A participação dos artesãos contou com a curadoria e organização da coordenadoria de artesanato da adjunta de Turismo da Secretaria de Desenvolvimento Econômico (Sedec-MT). Já o espaço dedicado à agricultura familiar foi coordenado pela Secretaria de Agricultura Familiar (Seaf-MT) e pela Empresa Mato-grossense de Pesquisa, Assistência e Extensão Rural (Empaer), responsáveis pela mobilização de expositores da Feira da Agricultura Familiar e Turismo Rural (Featur), ampliando a presença de produtores de diferentes regiões do Estado no evento.

Para a artesã Liliane Coury, de Chapada dos Guimarães, cultura, turismo e identidade caminham juntos. Natural de Manaus e moradora de Chapada por escolha, ela produz joias em vidro pigmentado artesanalmente inspiradas na fauna e na flora de Mato Grosso e da Amazônia.

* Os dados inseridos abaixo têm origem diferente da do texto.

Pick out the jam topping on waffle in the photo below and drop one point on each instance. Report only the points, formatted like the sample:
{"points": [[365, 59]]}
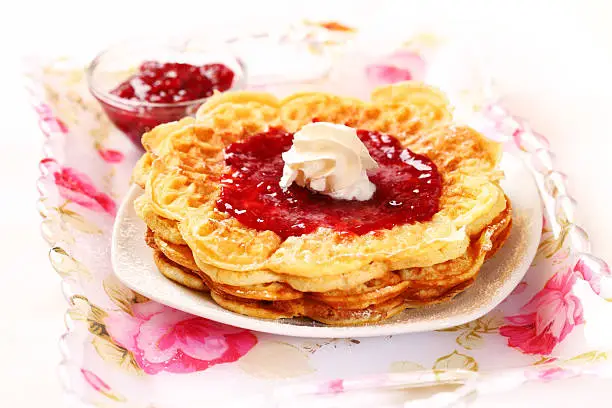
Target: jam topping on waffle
{"points": [[408, 189]]}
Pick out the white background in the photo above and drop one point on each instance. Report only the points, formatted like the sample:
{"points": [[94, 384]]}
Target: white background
{"points": [[552, 58]]}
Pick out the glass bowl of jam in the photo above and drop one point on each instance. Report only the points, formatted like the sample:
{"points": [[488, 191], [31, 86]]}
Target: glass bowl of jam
{"points": [[143, 83]]}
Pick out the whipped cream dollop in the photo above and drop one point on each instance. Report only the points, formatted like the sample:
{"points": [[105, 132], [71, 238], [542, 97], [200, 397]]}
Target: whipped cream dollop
{"points": [[330, 159]]}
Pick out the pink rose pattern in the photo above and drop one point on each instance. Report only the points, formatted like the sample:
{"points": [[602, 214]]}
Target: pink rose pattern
{"points": [[166, 339], [547, 318], [79, 188], [402, 65], [48, 122]]}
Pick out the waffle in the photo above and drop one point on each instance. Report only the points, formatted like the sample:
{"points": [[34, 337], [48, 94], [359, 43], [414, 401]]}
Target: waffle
{"points": [[367, 302], [325, 275]]}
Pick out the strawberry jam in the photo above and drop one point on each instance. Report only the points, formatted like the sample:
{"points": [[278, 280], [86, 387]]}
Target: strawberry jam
{"points": [[173, 82], [408, 189], [161, 92]]}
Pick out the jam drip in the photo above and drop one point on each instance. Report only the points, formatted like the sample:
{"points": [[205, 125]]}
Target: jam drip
{"points": [[408, 189]]}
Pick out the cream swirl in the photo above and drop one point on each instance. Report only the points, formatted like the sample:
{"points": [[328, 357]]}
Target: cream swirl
{"points": [[329, 159]]}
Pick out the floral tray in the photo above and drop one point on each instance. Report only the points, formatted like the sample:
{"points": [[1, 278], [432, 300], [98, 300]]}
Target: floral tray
{"points": [[122, 348]]}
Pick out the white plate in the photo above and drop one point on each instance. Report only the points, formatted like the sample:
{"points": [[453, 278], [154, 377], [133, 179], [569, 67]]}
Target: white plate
{"points": [[133, 264]]}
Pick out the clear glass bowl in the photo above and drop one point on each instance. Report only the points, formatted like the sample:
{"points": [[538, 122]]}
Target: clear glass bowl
{"points": [[117, 63]]}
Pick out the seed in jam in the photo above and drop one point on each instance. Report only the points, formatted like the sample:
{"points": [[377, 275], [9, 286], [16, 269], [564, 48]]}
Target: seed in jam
{"points": [[170, 82], [408, 189]]}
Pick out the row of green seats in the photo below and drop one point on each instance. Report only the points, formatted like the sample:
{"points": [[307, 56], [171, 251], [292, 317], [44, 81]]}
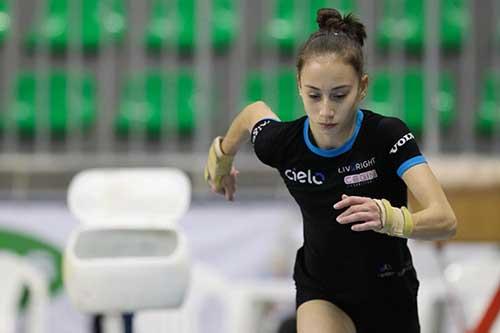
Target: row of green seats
{"points": [[279, 90], [100, 22], [291, 23], [5, 20], [171, 23], [62, 103], [146, 97], [404, 22], [159, 103], [410, 87], [174, 23]]}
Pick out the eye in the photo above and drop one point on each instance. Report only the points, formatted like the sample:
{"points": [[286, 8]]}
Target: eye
{"points": [[338, 96], [314, 96]]}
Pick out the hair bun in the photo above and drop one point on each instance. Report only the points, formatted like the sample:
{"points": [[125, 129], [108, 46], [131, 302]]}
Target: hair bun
{"points": [[330, 20]]}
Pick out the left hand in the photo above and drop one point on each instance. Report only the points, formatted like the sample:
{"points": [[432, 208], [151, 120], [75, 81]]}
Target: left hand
{"points": [[361, 209]]}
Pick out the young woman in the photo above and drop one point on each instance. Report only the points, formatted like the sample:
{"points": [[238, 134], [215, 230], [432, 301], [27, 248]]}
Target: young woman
{"points": [[351, 172]]}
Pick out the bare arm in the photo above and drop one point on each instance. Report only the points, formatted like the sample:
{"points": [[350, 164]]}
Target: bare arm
{"points": [[240, 128], [239, 132], [432, 215]]}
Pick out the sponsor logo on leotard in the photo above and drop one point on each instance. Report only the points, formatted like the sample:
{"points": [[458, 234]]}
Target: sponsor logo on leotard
{"points": [[258, 129], [386, 270], [356, 166], [401, 143], [305, 177], [360, 178]]}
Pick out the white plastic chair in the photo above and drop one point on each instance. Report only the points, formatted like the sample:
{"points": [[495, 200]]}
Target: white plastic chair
{"points": [[16, 273], [127, 254]]}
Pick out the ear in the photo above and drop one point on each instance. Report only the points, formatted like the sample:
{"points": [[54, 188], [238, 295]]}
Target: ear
{"points": [[363, 86], [299, 84]]}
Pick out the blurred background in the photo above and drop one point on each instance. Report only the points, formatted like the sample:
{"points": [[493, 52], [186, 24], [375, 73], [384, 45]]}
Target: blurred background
{"points": [[149, 83]]}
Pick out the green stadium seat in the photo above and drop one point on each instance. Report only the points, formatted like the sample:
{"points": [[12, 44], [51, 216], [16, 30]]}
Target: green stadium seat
{"points": [[26, 245], [285, 101], [144, 104], [5, 20], [488, 117], [290, 26], [409, 27], [102, 21], [23, 109], [380, 97], [173, 24]]}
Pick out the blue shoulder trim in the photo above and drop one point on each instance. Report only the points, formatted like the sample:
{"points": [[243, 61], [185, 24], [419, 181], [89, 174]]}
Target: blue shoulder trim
{"points": [[335, 151], [409, 163]]}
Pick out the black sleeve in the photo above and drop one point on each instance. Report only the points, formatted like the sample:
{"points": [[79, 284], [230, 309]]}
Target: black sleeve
{"points": [[398, 145], [268, 138]]}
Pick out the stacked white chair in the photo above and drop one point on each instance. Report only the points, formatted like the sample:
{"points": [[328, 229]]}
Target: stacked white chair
{"points": [[16, 273], [127, 254]]}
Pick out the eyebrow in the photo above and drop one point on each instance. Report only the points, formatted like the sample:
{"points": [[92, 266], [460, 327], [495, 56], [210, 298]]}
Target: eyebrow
{"points": [[336, 88]]}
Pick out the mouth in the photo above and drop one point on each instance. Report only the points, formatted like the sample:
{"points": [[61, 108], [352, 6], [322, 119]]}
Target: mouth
{"points": [[327, 125]]}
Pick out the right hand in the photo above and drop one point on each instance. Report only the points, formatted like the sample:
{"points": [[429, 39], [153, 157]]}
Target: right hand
{"points": [[219, 172], [228, 185]]}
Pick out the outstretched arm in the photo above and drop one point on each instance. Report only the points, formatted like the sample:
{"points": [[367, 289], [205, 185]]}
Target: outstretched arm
{"points": [[219, 172], [240, 128]]}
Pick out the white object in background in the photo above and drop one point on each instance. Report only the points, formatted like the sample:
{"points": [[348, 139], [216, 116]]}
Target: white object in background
{"points": [[475, 281], [207, 288], [243, 316], [16, 274], [128, 254]]}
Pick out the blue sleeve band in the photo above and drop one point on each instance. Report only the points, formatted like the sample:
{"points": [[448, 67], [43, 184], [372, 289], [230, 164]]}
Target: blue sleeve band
{"points": [[409, 163]]}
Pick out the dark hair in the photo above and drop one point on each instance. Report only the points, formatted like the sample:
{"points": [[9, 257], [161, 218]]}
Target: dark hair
{"points": [[341, 35]]}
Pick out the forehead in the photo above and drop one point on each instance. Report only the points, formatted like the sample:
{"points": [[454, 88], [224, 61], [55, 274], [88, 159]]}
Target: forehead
{"points": [[328, 70]]}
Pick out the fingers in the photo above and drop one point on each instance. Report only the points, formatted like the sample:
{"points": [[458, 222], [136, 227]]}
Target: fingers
{"points": [[349, 201], [357, 217], [370, 225], [360, 209]]}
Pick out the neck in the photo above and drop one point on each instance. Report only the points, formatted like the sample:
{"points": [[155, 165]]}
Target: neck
{"points": [[335, 138]]}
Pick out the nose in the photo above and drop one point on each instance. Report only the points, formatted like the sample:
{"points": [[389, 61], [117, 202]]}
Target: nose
{"points": [[326, 110]]}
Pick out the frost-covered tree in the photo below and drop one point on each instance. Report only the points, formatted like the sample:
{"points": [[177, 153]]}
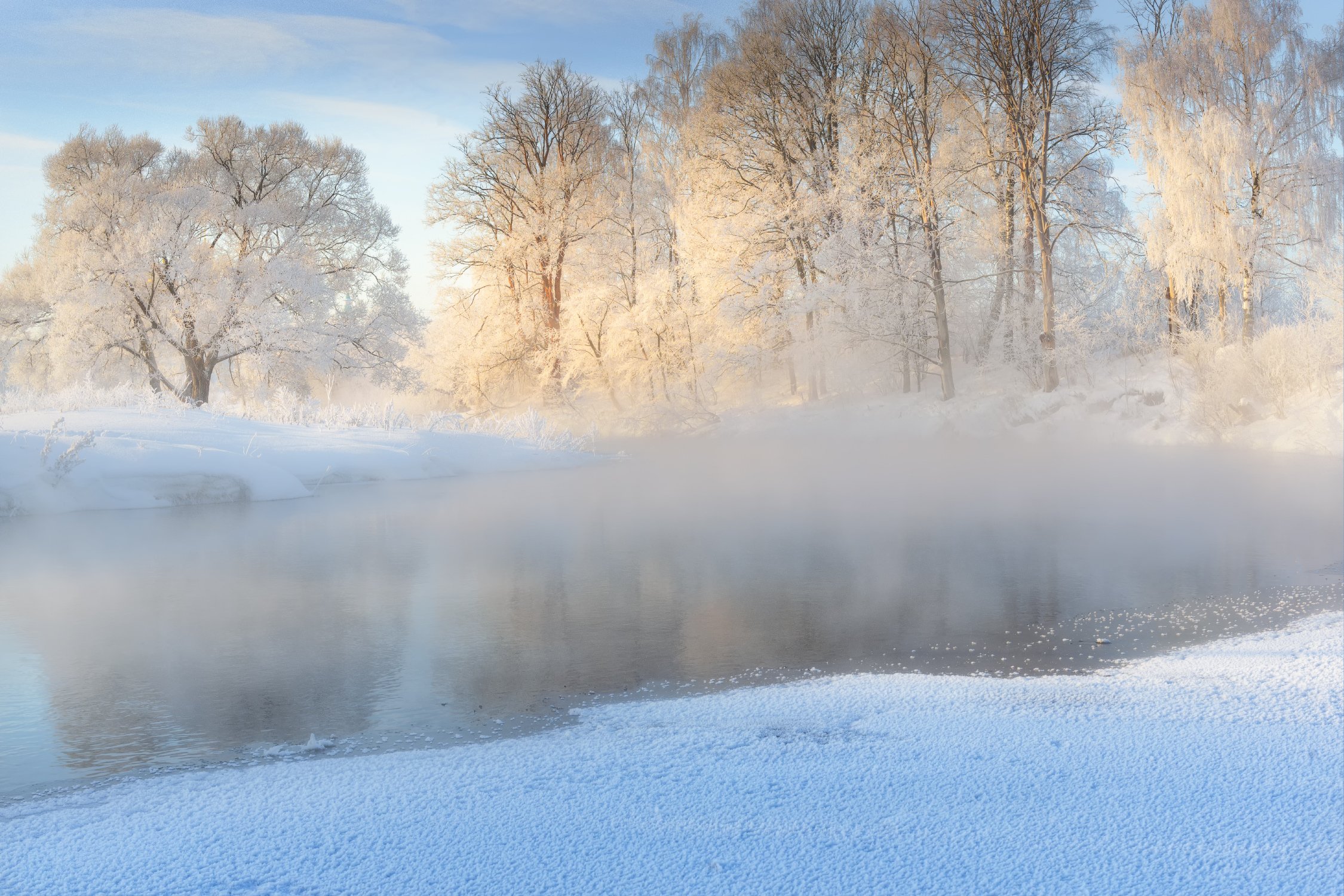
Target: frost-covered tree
{"points": [[1237, 116], [256, 245], [522, 192], [1039, 62]]}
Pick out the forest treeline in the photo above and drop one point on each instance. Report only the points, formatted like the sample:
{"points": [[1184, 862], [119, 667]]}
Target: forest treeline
{"points": [[830, 197]]}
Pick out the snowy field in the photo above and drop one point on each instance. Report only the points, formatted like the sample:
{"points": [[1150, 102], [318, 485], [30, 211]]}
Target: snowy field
{"points": [[1214, 770], [136, 457]]}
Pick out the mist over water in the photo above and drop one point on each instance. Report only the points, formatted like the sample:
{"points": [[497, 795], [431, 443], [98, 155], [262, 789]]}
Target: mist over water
{"points": [[491, 605]]}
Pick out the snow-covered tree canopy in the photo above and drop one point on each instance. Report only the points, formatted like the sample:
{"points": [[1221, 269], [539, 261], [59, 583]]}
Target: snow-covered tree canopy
{"points": [[1237, 119], [254, 244]]}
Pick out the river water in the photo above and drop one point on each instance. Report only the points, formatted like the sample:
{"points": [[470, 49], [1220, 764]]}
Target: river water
{"points": [[415, 614]]}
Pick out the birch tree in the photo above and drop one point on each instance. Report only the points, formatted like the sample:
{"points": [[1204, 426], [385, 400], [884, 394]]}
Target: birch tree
{"points": [[256, 244]]}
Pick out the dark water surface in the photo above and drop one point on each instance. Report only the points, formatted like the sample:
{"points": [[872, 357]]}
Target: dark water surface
{"points": [[398, 616]]}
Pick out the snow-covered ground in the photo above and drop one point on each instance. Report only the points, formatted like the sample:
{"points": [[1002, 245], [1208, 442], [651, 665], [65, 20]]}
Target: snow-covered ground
{"points": [[142, 457], [1214, 770], [1136, 401]]}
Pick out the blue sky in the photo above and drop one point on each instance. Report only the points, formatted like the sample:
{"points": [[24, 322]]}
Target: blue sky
{"points": [[397, 78]]}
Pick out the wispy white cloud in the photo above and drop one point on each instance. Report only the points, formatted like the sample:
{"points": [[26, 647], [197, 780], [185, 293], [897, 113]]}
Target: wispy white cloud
{"points": [[388, 117], [211, 46], [476, 15]]}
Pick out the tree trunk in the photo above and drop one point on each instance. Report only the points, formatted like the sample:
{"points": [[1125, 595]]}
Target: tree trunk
{"points": [[1222, 312], [1029, 283], [940, 305], [1173, 317], [1248, 306], [200, 373], [1004, 276], [1047, 303]]}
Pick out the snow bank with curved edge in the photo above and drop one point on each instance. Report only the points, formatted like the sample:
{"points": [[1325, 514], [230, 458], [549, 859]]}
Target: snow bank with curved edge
{"points": [[1214, 770], [165, 457]]}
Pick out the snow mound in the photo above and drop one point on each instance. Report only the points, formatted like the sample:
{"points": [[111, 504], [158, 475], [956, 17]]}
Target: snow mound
{"points": [[1213, 770], [115, 458]]}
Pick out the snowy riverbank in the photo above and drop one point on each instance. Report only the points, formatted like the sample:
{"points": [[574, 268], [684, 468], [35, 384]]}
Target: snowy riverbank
{"points": [[1213, 770], [128, 457], [1133, 401]]}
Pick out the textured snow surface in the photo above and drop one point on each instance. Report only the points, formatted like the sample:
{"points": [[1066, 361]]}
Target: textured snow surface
{"points": [[158, 458], [1216, 770]]}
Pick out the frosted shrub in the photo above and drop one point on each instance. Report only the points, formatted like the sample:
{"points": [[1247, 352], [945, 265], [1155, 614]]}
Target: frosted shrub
{"points": [[1237, 383]]}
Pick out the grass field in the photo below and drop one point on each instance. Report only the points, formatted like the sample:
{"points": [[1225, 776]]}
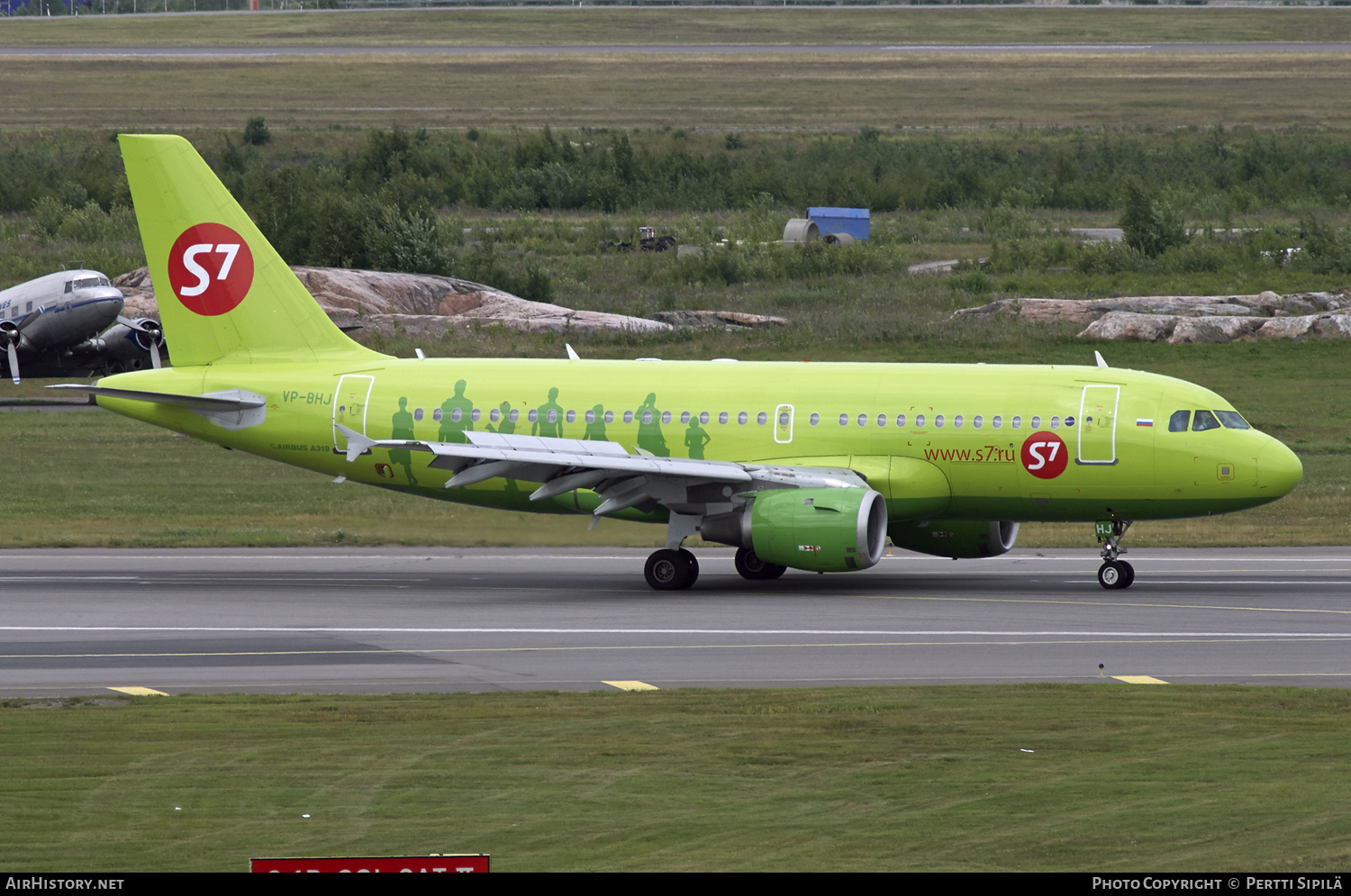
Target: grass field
{"points": [[689, 24], [745, 92], [740, 92], [1019, 777]]}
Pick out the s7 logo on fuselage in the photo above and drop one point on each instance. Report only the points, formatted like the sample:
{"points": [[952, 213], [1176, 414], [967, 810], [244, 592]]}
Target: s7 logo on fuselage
{"points": [[1045, 456]]}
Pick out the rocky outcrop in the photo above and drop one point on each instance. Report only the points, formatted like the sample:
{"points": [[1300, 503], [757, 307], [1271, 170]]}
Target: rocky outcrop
{"points": [[419, 304], [1181, 319]]}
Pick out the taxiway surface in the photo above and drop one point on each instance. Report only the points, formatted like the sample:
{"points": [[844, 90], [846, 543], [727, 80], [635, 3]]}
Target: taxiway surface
{"points": [[78, 622]]}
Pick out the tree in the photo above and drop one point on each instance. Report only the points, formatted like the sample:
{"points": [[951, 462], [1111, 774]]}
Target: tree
{"points": [[257, 132], [1150, 227]]}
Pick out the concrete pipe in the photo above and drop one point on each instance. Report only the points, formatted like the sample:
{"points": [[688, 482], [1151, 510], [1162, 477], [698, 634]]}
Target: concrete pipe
{"points": [[800, 230]]}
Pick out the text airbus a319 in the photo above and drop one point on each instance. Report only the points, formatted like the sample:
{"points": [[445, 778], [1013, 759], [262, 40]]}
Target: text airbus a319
{"points": [[797, 466]]}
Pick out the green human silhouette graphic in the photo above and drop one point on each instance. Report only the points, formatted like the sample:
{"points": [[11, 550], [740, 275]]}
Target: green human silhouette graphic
{"points": [[596, 427], [650, 427], [453, 429], [550, 419], [696, 438], [403, 424]]}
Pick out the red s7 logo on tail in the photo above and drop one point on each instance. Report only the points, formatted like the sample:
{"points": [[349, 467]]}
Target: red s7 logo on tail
{"points": [[1045, 456], [210, 269]]}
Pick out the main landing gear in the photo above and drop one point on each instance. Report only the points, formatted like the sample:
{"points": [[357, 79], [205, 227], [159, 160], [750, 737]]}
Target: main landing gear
{"points": [[677, 569], [1113, 574], [672, 569]]}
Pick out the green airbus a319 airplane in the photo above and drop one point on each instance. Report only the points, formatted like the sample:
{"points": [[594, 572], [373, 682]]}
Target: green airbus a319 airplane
{"points": [[802, 466]]}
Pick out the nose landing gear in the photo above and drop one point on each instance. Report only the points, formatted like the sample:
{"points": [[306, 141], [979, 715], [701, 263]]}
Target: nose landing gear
{"points": [[1113, 574]]}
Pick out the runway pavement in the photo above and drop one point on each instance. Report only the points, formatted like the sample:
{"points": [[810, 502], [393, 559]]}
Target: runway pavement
{"points": [[81, 622]]}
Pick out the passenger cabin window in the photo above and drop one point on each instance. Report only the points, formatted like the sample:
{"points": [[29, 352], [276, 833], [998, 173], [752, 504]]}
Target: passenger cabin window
{"points": [[1204, 421]]}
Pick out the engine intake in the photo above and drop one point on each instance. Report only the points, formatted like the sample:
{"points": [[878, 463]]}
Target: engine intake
{"points": [[813, 529]]}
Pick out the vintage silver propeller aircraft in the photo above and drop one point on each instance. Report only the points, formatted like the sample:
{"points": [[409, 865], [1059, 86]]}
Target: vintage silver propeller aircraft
{"points": [[70, 321]]}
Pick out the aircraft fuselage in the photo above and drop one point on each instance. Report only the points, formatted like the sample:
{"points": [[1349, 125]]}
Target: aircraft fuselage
{"points": [[980, 442]]}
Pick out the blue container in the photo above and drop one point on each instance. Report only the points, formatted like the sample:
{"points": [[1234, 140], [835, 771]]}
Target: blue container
{"points": [[856, 222]]}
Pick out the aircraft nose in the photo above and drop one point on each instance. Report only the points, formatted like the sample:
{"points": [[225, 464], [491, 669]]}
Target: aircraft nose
{"points": [[1278, 469]]}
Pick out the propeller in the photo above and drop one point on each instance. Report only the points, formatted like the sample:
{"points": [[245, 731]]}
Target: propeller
{"points": [[150, 335], [11, 334], [11, 338]]}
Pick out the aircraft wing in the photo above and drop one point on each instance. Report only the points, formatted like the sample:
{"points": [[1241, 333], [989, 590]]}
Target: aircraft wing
{"points": [[623, 480]]}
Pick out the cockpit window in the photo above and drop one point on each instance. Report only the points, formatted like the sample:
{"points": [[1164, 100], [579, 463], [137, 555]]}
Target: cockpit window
{"points": [[1204, 421], [1232, 421]]}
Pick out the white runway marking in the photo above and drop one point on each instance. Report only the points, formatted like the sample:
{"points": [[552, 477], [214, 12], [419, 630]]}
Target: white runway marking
{"points": [[870, 633]]}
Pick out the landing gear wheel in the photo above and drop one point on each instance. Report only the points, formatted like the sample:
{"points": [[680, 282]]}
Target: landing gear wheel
{"points": [[751, 566], [670, 569], [1116, 574]]}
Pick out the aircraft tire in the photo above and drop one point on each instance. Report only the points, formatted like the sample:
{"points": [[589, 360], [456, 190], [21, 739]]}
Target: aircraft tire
{"points": [[670, 569], [756, 569], [1116, 574]]}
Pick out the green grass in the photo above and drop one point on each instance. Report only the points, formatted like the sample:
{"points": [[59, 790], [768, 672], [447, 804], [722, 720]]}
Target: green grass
{"points": [[1021, 777], [689, 24], [772, 92]]}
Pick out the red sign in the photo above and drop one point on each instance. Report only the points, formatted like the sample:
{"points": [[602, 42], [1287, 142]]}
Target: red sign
{"points": [[210, 269], [1045, 456], [373, 865]]}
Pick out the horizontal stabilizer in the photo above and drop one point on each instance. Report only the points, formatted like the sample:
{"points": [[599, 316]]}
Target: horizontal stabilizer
{"points": [[202, 402]]}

“Eu acredito que cultura, turismo e identidade estão diretamente ligados. Tudo aquilo que nos torna diferentes de outros povos é justamente o que temos de melhor para mostrar. O turismo apresenta aquilo que já faz parte da nossa história. No caso do artesanato, ele conta uma história, revela a nossa identidade e o nosso contexto social. É isso que nos diferencia enquanto Estado e que nos torna únicos para quem nos visita”, afirma.

A fala da artesã resume uma das propostas da FIT Pantanal: valorizar aquilo que é produzido localmente e conectar visitantes às histórias, saberes e tradições do Estado. Para muitos expositores, essa aproximação também se traduziu em bons resultados de vendas.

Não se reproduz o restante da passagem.